Not only is the number of British troops in India comparatively small, but the British Government has not feared to raise and keep up alongside of them an army of Indian regular troops twice as strong, and to arm and make efficient for war other bodies of men drawn from the population, notably some fine contingents of soldiery in the Feudatory chiefships. Altogether it may perhaps be roughly computed that at the outbreak of the War in 1914 the Crown had at its disposal in India, counting local volunteers, perhaps a hundred thousand armed white men and two hundred thousand Indians. This force had to maintain internal order throughout a country as large as all Europe excluding Russia, and to defend the frontiers against any aggression from without.

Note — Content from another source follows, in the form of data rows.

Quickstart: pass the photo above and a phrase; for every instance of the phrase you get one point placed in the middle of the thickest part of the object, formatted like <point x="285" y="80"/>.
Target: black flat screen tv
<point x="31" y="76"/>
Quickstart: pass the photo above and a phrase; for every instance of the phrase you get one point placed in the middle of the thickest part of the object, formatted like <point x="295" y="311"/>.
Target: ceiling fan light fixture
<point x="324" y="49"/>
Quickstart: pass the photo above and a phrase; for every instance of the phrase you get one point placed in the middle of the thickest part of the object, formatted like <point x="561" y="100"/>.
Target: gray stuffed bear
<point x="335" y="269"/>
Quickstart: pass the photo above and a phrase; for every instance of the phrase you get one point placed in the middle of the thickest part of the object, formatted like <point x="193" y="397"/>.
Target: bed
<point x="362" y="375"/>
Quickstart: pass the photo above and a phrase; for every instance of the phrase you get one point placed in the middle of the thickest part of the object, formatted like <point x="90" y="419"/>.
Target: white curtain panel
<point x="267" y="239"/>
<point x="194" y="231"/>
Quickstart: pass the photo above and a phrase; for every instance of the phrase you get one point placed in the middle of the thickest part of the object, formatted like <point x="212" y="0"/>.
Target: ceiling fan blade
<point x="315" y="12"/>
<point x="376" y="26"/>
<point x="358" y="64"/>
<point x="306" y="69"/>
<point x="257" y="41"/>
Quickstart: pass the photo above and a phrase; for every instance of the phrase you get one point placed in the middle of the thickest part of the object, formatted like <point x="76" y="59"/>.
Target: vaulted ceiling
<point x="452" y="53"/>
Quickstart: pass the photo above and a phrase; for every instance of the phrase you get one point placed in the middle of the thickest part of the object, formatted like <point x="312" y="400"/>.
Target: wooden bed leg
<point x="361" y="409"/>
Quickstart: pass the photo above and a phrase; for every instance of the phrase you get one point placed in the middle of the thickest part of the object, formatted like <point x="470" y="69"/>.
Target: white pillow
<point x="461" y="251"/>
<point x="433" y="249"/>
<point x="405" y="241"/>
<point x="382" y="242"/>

It was regarded, and organised, not as two armies sundered by the colour-line and mutually suspicious of one another, but as one army in which the white regiments and Indian regiments served side by side, as they had served for many generations in many wars, mutually trusting one another and fighting as comrades against any enemy who might threaten the interests of the Indian Empire.
Some of these enemies had been fought at a great distance from India—in China, in Persia, in Egypt, and in other countries across the sea; but until now Indian troops had not been employed in the battlefields of Europe. More than a hundred years before a great “sepoy General,” who had learnt his trade in India, had commanded British armies against the soldiers of Napoleon; and countless other British officers and men had served both in India and Europe. India had, in fact, to quote Henderson’s ‘Science of War,’ been “the great training-ground” of the British Army. And Indian troops had at times, in Asia and Africa, crossed swords with European enemies. Nevertheless, the Indian Army, as such, had not fought in Europe, and the British officers who commanded Indian soldiers had not often served, even individually, in European wars. No Indian soldiery fought in the Peninsular War, or at Waterloo, or in the Crimea, or even in the Boer War, though a contingent of white troops from India did go out to South Africa then, and saved Natal. England, in fact, had hitherto regarded the Indian Army, and the vast reserves of Indian races on which that Army could draw, as a source of strength only for her outlying wars, not as a portion of the Imperial power upon which she could rely if attacked in Europe. That may be said in spite of the fact that on one occasion the far-sighted Beaconsfield had as a demonstration brought a few Indian troops to the Mediterranean.